4 In support of the application the plaintiff filed an affidavit sworn 1 September 2015. He sets out the history of the relationship between the deceased and Kathrine Mary Murry (now known as Kathrine Mary Simeon). Ms Murray was the de facto wife of the deceased at 2 December 2003 when the will was made. The relationship ended on 21 December 2011. It is not in dispute Ms Murray was the not the de facto wife of the deceased as at the date of his death on 28 August 2014.
5 The plaintiff has distilled out the following question which he seeks to have answered by the court:
Was the gift in clause 3 of the Will of Wayne Stewart Scott signed on 2 December 2003 to Katherine Mary Murray dependant or conditional on her being the de facto of the deceased at the date of his death?
6 In construing the will regard must be had to s 26 and s 28A of the Wills Act 1970 (WA). I will not quote these sections. It is enough if I say that I have taken them into account in construing the will. I have also taken into account s 15 of the Administration Act 1903 (WA) which deals with de facto partners and distribution on intestacy. That section is not directly relevant to this case. However, it is worth noting that to take under an intestacy a de facto partner must have 'lived as de facto ... for a period of at least 2 years immediately before the death of the intestate'.
7 Pursuant to s 14(2) of the Wills Act when a married couple is divorced any will then in existence is revoked. The section makes it plain revocation takes place upon the orders dissolving the marriage being issued. In other words the involvement of the Family Court of Western Australia is a precursor to the will being revoked. With a de facto relationship the parties are free to go their own way by agreement. They may, under the appropriate legislation, resort to the Family Court if they cannot resolve their differences with respect to property or children. But even if the Family Court is involved in those types of disputes at no time does the Family Court issue a decree which dissolves the relationship. Thus a will entered into by a de facto partner when the relationship is sound continues to apply even when the relationship is dissolved.
8 The argument advanced by the second defendant was to the effect the phrase 'my de facto wife' was descriptive and nothing else. The important reference was to Kathrine Mary Murray. It was submitted it was plain Ms Murray was the intended recipient of the gift and the descriptor could be conveniently ignored.

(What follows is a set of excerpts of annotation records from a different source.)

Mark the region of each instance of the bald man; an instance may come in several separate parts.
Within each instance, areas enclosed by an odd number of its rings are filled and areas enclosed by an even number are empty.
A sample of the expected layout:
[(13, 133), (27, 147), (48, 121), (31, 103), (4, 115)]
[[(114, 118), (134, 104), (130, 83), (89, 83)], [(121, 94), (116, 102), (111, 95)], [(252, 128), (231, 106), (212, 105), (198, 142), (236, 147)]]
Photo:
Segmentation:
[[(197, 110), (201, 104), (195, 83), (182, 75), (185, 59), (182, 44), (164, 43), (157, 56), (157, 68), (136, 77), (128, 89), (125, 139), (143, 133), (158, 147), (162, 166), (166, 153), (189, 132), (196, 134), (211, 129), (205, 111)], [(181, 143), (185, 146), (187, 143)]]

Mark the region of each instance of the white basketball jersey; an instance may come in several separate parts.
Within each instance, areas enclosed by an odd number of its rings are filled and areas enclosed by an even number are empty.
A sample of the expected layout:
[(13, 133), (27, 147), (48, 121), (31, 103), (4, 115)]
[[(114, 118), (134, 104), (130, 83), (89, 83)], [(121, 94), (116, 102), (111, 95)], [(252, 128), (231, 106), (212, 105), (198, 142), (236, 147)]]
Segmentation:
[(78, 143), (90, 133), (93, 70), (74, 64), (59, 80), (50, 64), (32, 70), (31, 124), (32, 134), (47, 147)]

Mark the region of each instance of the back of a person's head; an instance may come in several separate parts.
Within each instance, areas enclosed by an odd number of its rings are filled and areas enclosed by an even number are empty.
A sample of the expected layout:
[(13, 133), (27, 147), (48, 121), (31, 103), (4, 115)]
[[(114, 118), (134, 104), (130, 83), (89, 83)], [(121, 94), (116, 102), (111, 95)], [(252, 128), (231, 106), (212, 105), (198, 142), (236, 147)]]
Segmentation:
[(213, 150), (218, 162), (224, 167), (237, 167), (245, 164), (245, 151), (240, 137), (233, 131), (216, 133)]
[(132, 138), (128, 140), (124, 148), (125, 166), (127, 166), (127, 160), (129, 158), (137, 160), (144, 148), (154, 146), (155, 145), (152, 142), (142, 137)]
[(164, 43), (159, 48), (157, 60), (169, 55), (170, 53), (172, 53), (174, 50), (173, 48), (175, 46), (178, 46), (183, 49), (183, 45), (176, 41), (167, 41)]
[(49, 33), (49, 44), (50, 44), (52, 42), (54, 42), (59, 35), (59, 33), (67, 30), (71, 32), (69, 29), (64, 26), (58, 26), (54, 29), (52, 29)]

9 In my view to read the will in that way ignores the reality of the relationship. The deceased bequeathed the property to Ms Murray because she was his de facto wife. Once that ceased to be the case it seems to me the intended disposition should fall away. The position can be contrasted with a gift to 'my son John'. If after the signing of the will the testator and his son became estranged it would not alter the fact that the phrase 'my son John' would still describe a particular person and a particular relationship.
10 It must also be borne in mind that pursuant to s 26(1)(a) of the Wills Act the will of the deceased is said to speak from the date of death. As at the date of death of the deceased he and Ms Murray had gone their separate ways. It is difficult to imagine the deceased would have wished his property to go to Ms Murray from whom he had been separated for a number of years. That was a point made by the first defendants who, although they did not appear at the hearing, made written submissions to that effect.
11 The precise form of the orders in this matter may be the subject of further debate. On publication of these reasons I will hear from the plaintiff as to the form of the orders and as to costs.